With both of these, my understanding is that we are allowing the whey proteins to "denature" so that they can be incorporated into the structure of the yogurt. It is essentially like making ricotta cheese, except that not adding acid or starting with acidic whey - thus the proteins don't curdle, but they do become available and help to make the yogurt thicker.
Title: Re: A few questions on goat milk yogurt
Post by: steffb503 on August 02, 2017, 06:47:42 PM
Quote from: lovinglife on July 24, 2017, 01:43:05 PM
Are you sure your temps are staying where you need them?  How old is your milk?  Some people can make it with raw goat milk, I have never had much luck with that.  My yogurt is pretty much hit and miss and I still have not figured out why.
I am using my cheese vat with a chart recorder, so yes I have a record of the temps. They are perfect.
Milk is fresh from my goats.
Title: Re: A few questions on goat milk yogurt
Post by: Sweet Leaves Farm on August 28, 2017, 11:49:54 PM
I wonder if your pH is dropping too fast. I had that happen in a 4 gallon vat, and the top 4 inches were nice and thick, while the bottom was liquid. Have you checked the pH before starting, then after it should be set?

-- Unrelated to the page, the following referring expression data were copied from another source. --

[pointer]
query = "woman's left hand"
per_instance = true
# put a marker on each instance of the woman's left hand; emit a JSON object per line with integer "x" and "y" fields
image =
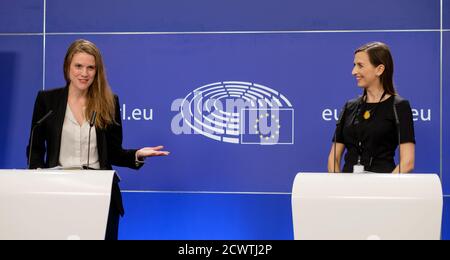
{"x": 145, "y": 152}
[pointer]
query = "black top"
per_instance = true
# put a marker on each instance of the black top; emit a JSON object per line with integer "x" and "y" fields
{"x": 377, "y": 134}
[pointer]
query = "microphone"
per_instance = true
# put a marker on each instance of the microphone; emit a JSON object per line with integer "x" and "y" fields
{"x": 91, "y": 124}
{"x": 39, "y": 122}
{"x": 338, "y": 122}
{"x": 397, "y": 124}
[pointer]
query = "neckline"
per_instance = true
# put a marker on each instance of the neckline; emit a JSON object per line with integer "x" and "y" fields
{"x": 374, "y": 103}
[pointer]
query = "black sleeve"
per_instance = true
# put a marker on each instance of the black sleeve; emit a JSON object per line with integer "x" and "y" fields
{"x": 116, "y": 154}
{"x": 406, "y": 122}
{"x": 340, "y": 124}
{"x": 38, "y": 147}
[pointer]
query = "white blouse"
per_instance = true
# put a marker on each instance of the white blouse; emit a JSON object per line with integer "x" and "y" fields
{"x": 74, "y": 143}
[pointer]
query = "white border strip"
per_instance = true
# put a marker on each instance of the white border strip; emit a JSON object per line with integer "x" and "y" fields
{"x": 243, "y": 32}
{"x": 209, "y": 192}
{"x": 441, "y": 89}
{"x": 21, "y": 34}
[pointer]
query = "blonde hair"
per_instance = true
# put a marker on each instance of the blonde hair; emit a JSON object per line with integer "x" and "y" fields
{"x": 99, "y": 96}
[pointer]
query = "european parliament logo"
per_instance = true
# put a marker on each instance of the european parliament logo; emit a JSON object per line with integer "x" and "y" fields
{"x": 236, "y": 112}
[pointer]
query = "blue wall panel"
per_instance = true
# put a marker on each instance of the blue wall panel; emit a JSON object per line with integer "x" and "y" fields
{"x": 150, "y": 71}
{"x": 446, "y": 14}
{"x": 206, "y": 216}
{"x": 446, "y": 114}
{"x": 155, "y": 70}
{"x": 236, "y": 15}
{"x": 20, "y": 79}
{"x": 21, "y": 16}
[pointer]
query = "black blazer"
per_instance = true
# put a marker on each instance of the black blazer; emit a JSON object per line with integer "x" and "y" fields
{"x": 47, "y": 139}
{"x": 47, "y": 136}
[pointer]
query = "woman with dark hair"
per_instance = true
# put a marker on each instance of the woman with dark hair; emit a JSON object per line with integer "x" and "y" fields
{"x": 372, "y": 126}
{"x": 63, "y": 138}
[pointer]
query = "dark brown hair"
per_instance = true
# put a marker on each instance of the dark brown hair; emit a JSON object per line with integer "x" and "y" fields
{"x": 379, "y": 54}
{"x": 99, "y": 97}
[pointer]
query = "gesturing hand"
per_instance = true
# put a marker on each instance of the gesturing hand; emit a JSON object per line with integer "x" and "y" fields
{"x": 145, "y": 152}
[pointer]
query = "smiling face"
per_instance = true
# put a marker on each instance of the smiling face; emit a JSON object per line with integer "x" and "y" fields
{"x": 364, "y": 71}
{"x": 82, "y": 70}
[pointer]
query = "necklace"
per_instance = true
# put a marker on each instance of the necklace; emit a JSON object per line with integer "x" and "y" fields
{"x": 368, "y": 113}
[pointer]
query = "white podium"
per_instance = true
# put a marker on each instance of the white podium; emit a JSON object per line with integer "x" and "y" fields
{"x": 54, "y": 204}
{"x": 367, "y": 206}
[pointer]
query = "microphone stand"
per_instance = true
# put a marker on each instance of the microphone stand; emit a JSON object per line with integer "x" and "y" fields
{"x": 38, "y": 123}
{"x": 91, "y": 124}
{"x": 397, "y": 123}
{"x": 334, "y": 137}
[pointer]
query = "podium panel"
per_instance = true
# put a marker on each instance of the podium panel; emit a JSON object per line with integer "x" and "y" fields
{"x": 54, "y": 204}
{"x": 367, "y": 206}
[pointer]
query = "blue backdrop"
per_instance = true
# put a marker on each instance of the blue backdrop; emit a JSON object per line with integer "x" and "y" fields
{"x": 158, "y": 53}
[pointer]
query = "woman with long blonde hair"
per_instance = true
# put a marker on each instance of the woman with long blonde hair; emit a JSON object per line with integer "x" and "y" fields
{"x": 80, "y": 125}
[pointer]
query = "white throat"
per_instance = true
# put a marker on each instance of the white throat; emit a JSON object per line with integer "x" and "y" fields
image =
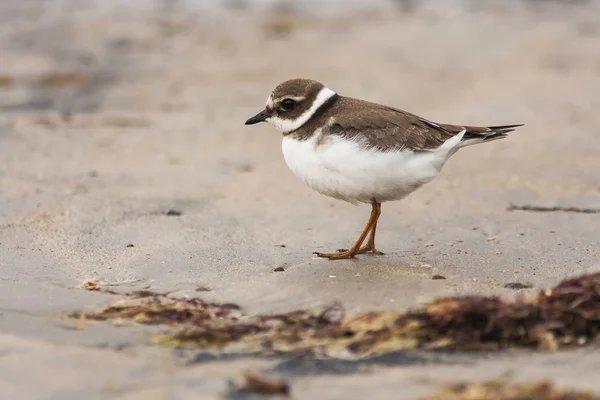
{"x": 288, "y": 125}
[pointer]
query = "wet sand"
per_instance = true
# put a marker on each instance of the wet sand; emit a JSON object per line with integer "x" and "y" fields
{"x": 110, "y": 120}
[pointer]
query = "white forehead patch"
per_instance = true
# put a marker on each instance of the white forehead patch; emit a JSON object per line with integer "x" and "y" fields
{"x": 288, "y": 125}
{"x": 269, "y": 102}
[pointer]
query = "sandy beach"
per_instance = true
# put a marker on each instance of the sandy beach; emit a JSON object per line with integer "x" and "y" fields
{"x": 124, "y": 159}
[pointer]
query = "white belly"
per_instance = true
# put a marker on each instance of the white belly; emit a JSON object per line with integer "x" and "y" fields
{"x": 345, "y": 170}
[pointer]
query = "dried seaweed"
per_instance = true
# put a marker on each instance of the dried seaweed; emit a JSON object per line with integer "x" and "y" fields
{"x": 567, "y": 315}
{"x": 502, "y": 390}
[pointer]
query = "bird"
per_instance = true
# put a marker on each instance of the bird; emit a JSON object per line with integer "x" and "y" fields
{"x": 359, "y": 151}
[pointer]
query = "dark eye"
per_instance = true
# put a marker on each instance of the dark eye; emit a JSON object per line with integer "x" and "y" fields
{"x": 288, "y": 104}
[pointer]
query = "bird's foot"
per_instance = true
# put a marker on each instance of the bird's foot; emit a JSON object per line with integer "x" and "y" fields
{"x": 365, "y": 249}
{"x": 339, "y": 255}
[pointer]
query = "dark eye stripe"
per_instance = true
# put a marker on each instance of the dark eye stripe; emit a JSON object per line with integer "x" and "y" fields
{"x": 288, "y": 104}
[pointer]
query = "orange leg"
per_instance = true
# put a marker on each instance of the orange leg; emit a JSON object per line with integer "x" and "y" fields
{"x": 370, "y": 246}
{"x": 357, "y": 249}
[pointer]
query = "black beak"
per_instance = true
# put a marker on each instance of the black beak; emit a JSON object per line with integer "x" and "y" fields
{"x": 260, "y": 117}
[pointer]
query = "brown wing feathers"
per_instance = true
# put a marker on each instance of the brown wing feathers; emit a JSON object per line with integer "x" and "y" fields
{"x": 388, "y": 128}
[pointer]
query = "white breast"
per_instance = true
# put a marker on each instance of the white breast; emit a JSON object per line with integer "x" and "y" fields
{"x": 346, "y": 170}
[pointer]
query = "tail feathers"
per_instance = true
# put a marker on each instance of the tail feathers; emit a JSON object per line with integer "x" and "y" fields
{"x": 474, "y": 135}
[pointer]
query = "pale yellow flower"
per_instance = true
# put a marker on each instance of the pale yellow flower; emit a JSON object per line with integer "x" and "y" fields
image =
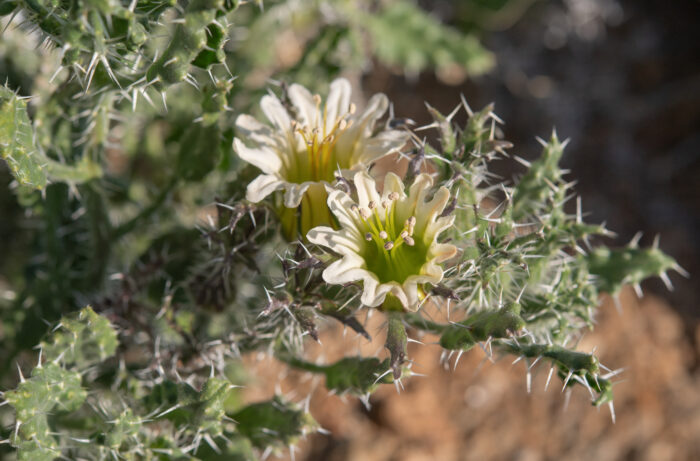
{"x": 389, "y": 242}
{"x": 307, "y": 146}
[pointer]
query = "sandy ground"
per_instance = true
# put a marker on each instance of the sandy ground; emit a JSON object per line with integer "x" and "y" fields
{"x": 482, "y": 410}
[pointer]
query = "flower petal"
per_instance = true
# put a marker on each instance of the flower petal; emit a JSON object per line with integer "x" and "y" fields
{"x": 262, "y": 157}
{"x": 346, "y": 270}
{"x": 392, "y": 183}
{"x": 342, "y": 242}
{"x": 294, "y": 193}
{"x": 366, "y": 189}
{"x": 262, "y": 186}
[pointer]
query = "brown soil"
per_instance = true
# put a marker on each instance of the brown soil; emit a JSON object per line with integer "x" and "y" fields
{"x": 482, "y": 410}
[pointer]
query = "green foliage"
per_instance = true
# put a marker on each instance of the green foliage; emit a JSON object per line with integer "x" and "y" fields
{"x": 81, "y": 339}
{"x": 50, "y": 389}
{"x": 273, "y": 423}
{"x": 403, "y": 35}
{"x": 17, "y": 141}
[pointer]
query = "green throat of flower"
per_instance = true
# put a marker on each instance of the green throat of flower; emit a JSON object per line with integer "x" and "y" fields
{"x": 392, "y": 252}
{"x": 319, "y": 160}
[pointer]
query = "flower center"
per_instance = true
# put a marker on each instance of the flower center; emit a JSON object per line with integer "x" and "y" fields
{"x": 320, "y": 159}
{"x": 391, "y": 253}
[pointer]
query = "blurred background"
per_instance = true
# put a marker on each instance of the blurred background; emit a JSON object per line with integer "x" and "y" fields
{"x": 621, "y": 80}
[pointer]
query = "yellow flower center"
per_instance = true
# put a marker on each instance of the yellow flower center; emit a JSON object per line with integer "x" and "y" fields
{"x": 319, "y": 161}
{"x": 392, "y": 252}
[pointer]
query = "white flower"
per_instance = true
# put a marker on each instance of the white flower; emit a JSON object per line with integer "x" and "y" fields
{"x": 306, "y": 147}
{"x": 388, "y": 242}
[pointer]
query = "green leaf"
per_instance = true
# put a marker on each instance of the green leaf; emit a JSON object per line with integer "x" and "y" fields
{"x": 17, "y": 141}
{"x": 273, "y": 423}
{"x": 404, "y": 35}
{"x": 51, "y": 389}
{"x": 614, "y": 268}
{"x": 82, "y": 339}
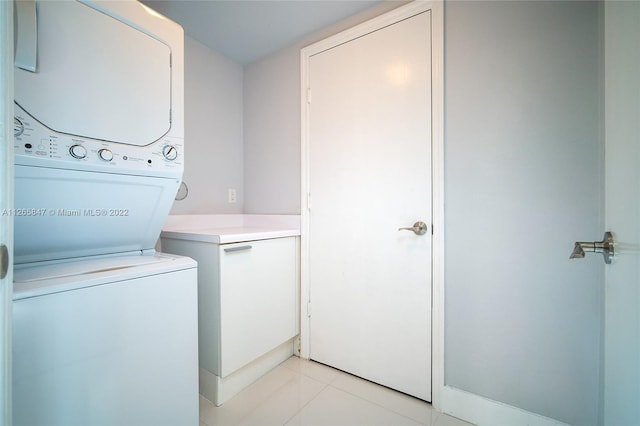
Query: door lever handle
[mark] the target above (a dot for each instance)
(418, 228)
(605, 247)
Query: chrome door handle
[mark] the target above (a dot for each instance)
(605, 247)
(418, 228)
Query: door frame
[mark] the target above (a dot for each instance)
(437, 170)
(6, 203)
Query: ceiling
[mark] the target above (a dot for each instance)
(247, 30)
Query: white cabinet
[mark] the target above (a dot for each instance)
(247, 304)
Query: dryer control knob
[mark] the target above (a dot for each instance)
(105, 154)
(78, 151)
(170, 152)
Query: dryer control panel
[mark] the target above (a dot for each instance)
(36, 145)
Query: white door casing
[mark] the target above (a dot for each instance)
(371, 131)
(6, 204)
(622, 189)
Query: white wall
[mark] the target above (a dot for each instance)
(213, 132)
(272, 123)
(523, 182)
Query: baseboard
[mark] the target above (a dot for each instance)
(484, 411)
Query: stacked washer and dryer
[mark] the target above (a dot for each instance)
(105, 328)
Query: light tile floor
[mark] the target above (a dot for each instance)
(300, 392)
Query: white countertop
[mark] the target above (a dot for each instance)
(226, 229)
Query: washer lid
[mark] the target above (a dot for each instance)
(97, 76)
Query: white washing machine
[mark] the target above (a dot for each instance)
(105, 328)
(109, 341)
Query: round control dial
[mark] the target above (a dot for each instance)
(105, 154)
(18, 127)
(170, 152)
(78, 151)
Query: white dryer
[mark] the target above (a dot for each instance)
(105, 329)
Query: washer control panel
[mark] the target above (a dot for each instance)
(35, 144)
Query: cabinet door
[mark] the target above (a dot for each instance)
(257, 299)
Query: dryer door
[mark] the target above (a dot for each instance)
(97, 76)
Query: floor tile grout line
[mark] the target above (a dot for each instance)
(383, 407)
(305, 405)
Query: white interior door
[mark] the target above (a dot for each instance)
(6, 196)
(369, 174)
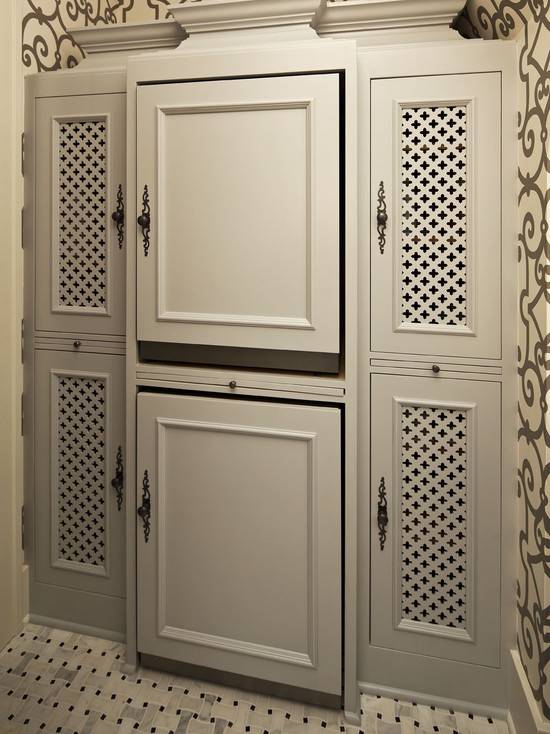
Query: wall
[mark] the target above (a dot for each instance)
(46, 43)
(11, 107)
(529, 22)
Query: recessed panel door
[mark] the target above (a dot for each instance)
(238, 198)
(239, 537)
(435, 517)
(80, 208)
(79, 473)
(435, 215)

Title: Re: A few questions on goat milk yogurt
Post by: lovinglife on March 20, 2018, 06:48:33 PM
Just curious if you ever figured out your yogurt?  I have noticed with my fresh goat milk that early in the goats lactation it is runny, mostly the bottom like yours, but with late lactation the milk turned to a wonderful thick creamy yogurt, same yogurt maker (Instant Pot) and same culture just different stage of lactation.